El elemento más notorio y paradójico de la obra
gráfica de Francisco Quintanar es la suma de imágenes
que se concentra en cada obra, que equivale a una destrucción
y reconstrucción. Ante nuestros ojos se forman y se deforman
imágenes que el autor se niega a dejar en la paz de los
libros.
Vistas desde cerca, a la distancia necesaria para leerlas, nos
encontramos con un choque que equivaldría a tratar de ver
tres películas al mismo tiempo. Sólo a través
de la observación de los detalles, por ejemplo una estampa
roja de una mano que apunta, una letra capitular E ricamente ornamentada,
que comenzamos a desenrollar la intención del artista:
o sea, combinar todos los lenguajes visuales de la antigüedad
(la tipografía, la estampa religiosa, los esquemas sagrados,
las formas puras) para ofrecernos múltiples lecturas del
cuerpo humano.
Ese cuerpo que encierra todos los atributos y potencialidades
que reconocen distintas religiones, desde los yavídicos,
pasando por la cábala, el platonismo clásico, el
ícono cristiano, el neoplatonismo renacentista, el manierismo
barroco y la esteticismo de la fotografía; ese cuerpo es
para Quintanar símbolo de conocimiento racional y sensible
que tenemos de nosotros y del universo y sus fuerzas.
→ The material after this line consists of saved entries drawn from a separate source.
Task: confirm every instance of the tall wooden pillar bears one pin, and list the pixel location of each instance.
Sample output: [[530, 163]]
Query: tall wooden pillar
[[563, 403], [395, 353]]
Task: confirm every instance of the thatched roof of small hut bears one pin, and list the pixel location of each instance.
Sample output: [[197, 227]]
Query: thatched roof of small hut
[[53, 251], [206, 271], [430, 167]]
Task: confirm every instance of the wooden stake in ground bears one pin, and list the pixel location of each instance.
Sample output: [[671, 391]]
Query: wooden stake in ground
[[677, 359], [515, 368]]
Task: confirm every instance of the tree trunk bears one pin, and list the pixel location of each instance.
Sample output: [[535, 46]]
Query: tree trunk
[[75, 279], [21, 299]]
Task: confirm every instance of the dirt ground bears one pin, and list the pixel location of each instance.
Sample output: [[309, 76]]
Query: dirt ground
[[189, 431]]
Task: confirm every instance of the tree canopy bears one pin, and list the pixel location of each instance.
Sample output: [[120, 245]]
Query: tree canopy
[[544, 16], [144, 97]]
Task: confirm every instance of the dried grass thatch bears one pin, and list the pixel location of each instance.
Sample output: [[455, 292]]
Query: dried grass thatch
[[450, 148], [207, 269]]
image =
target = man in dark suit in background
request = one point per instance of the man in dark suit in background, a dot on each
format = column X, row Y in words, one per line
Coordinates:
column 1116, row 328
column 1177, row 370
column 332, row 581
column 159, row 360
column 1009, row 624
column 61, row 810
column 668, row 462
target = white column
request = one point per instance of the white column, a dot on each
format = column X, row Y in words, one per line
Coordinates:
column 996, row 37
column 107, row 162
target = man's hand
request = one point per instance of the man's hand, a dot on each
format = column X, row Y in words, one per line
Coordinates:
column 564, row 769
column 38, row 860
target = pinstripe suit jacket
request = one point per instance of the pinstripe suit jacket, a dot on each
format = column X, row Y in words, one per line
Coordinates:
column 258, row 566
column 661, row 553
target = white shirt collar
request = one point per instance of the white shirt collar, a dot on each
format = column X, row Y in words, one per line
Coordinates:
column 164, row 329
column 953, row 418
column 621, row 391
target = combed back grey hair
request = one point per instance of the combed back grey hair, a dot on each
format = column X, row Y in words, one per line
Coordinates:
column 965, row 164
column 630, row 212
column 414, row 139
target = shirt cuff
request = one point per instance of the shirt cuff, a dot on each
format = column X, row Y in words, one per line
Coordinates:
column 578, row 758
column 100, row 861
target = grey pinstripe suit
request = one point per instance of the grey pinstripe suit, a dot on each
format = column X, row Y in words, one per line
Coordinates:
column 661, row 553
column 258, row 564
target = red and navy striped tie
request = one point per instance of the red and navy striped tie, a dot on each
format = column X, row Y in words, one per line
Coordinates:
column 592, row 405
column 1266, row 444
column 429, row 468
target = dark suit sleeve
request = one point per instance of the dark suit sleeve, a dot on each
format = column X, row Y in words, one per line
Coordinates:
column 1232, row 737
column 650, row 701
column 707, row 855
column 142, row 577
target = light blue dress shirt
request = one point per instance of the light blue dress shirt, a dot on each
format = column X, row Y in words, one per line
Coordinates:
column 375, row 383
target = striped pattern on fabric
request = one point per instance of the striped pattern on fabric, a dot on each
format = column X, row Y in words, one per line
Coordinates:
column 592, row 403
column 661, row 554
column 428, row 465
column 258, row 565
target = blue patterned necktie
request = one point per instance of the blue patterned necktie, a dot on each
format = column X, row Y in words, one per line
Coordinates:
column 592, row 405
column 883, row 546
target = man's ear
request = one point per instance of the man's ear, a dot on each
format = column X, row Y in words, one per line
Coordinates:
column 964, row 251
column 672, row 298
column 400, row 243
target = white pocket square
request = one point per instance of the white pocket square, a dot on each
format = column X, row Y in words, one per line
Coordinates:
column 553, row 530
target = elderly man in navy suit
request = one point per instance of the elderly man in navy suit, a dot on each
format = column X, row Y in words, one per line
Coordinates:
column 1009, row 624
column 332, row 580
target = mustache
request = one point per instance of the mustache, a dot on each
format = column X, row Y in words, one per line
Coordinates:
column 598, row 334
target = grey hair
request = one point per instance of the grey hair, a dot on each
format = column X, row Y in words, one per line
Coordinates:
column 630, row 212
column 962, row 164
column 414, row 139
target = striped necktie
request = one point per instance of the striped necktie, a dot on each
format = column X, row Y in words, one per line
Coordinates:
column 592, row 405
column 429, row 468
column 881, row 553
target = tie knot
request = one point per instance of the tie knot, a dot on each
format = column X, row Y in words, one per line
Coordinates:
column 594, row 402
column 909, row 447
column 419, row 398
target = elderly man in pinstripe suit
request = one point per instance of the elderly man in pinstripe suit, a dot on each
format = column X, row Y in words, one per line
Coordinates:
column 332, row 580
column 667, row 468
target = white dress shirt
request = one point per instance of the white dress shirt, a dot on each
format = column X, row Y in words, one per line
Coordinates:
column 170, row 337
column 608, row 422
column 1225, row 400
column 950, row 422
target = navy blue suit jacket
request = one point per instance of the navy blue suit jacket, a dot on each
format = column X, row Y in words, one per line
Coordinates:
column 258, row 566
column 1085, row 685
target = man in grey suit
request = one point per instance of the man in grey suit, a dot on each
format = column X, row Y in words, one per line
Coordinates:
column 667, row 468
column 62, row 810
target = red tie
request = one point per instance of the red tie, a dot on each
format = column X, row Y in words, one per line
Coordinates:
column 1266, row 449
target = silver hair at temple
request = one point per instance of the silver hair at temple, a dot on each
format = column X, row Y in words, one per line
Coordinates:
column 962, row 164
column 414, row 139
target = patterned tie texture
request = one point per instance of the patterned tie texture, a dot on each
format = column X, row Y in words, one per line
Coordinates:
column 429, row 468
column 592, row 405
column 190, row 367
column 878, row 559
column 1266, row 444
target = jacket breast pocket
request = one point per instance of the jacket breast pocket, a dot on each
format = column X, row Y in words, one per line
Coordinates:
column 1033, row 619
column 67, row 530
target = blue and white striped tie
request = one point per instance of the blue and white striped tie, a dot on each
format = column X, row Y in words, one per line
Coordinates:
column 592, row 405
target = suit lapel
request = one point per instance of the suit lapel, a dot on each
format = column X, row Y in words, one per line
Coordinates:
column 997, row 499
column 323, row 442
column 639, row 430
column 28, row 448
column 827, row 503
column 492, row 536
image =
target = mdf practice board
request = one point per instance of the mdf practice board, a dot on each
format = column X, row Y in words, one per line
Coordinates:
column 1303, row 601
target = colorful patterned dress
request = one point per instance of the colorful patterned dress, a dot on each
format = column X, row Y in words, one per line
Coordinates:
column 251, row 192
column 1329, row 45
Por qué desenterrar estas imágenes precisamente
ahora, cuando el mundo lo que parece es no necesitar más
imágenes. Si observamos uno de los grabados de mayor tamaño
encontraremos la clave: en cada una de las esquinas vemos las
letras M-I-T-O. Lo que nos lleva a pensar que toda sociedad necesita
para existir una serie de mitologías que construyen su
ideal, su utopía, su evolución.
Volvamos a ver ahora las pequeñas estampas, realizadas
en litografía sobre hoja de oro y transferencias. La mayoría
ostenta signos y símbolos, combinados con posturas hieráticas
del cuerpo femenino y masculino, unidos por círculos concéntricos
que representan los chacras del cuerpo humano o zonas de energía.
Junto a ellos vemos imágenes de huesos, esqueletos y calaveras
que aluden a la teoría darwineana de la evolución.